Anlamakta zorlanıyorum

Her mahallin kendine mahsus örf ve âdetleri vardır ki onunla temsil edilen değerler, nesilden nesile nakledilir.

Söz konusu gelenek; abartılmadan, asıl mecrasından saptırılmadan ve esasen aslî vasfı ile devam ettirilirse cemiyetin kimlik özelliklerini naklettiğini anlayabilirim.

Başta bayramlar olmak üzere millî ve dinî günler, temelinde bayram olmanın yanında kaynaşmaya, birlik ve beraberliğe vesile olması noktasından çok ehemmiyetlidir. Bu esas mananın, bozulmadan muhafaza edilerek devamı, beklenen maksada uygundur. Ama gelin görün ki, bayramın bütün bütün tatil olarak kullanımını anlamakta zorlanıyorum. Çalışan insanların, tatil yapması, esnafların tatile çıkması falan elbette zor ama şu mübarek günlerin buna harcanmasını hakikaten anlayamıyorum.

Taziye ve geçmiş olsun ziyaretleri, yaşanılan acı ve kayba muhatap olanı teselli etme hususunda yerinde ve çok faydalı bir gelenektir. Bazı mahallerdeki taziyelerde, o sıkıntılı vakitlerde, gelenlere ikrâm etmeye müsait olamamaları göz önüne alınarak, durumu müsait olanlar, yemek ikrâm ederek yardımcı olurlar. Buraya kadar iyi de reklâma varan, yarışmaya döndürülen yemek ikrâmını da anlamakta zorlanıyorum.

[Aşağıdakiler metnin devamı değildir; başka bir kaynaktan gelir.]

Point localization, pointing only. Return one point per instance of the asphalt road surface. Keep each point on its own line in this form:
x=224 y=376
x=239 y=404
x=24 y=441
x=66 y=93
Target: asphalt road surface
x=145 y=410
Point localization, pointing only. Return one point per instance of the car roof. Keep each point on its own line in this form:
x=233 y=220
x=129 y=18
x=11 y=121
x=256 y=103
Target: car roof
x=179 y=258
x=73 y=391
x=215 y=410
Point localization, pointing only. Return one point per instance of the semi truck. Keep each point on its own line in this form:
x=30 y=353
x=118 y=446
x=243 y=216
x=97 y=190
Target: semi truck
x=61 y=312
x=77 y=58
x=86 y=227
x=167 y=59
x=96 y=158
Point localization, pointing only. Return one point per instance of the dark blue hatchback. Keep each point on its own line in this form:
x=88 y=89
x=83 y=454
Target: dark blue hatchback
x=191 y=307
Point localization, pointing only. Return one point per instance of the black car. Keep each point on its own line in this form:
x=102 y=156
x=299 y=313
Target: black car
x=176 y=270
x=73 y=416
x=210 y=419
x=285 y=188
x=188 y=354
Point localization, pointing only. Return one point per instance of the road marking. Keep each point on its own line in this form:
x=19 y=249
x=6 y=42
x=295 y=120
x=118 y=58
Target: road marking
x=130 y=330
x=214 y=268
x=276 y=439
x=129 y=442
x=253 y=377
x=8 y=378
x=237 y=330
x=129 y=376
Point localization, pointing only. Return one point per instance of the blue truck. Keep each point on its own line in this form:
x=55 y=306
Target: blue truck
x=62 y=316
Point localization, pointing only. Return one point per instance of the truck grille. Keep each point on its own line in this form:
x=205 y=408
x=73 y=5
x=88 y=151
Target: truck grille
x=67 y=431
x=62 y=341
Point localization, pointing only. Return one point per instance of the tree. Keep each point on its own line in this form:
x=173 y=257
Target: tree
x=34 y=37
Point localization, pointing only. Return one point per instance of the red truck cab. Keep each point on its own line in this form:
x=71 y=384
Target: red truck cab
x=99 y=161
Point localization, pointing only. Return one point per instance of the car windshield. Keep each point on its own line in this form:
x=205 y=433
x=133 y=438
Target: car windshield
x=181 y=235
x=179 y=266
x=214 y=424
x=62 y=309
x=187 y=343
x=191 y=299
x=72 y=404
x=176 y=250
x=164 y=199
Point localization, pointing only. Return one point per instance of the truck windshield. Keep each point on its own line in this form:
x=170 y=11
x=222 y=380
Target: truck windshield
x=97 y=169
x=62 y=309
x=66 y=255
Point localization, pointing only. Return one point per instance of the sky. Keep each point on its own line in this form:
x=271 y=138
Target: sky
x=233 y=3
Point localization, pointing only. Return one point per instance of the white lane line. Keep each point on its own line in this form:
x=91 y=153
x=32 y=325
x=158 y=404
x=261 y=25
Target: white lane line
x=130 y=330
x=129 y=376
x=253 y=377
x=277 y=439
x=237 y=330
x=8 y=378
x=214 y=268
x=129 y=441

Askere gönderme, düğün alayı gibi toplu icra edilen âdetlerle sevinçler paylaşılarak yaşanır. Bu mutluluk, haddini aşan hareketlerle meselâ yolları kesmek, trafiği aksatmak, meskûn mahalde tedirginliğe sebep olmak, şarjör boşaltmak gibi hâdiselerin kime ne faydası var, zararından başka, işte bunu da anlayamıyorum.

Düğünlerdeki takı takma, hediye verme gibi mahalle göre farklı isimlendirilen âdetler yardımlaşma çerçevesinde kaldığı sürece hem aslına hem de maksadına münasip düşer. Gel gör ki mecra ve haddini aşarcasına yapılanlar gösteriş, riya, şöhret koktuğu için zarara dönüşür, sonrasında dayanılmaz sıkıntı ve acılara sebep olan bu sonradan çıkartılan ve sanki gelenek bozuntusu hareketleri de anlamakta zorlanıyorum.

Spor karşılaşmalarındaki galibiyet kutlamaları ve heyecan, makûl ölçülerde kabul edilebilirken maganda hareketlerine varan davranışların etrafa, insanlara ve özellikle masumlara dokunan zarara sebep olmasıyla beraber bölge ileri gelenlerinin, onları ikaz ederek yapıcı uyarıları, örnek davranışta bulunmaları gerekirken sessiz kalmalarını ya da etkisiz kalmalarını da anlamakta zorlanıyorum.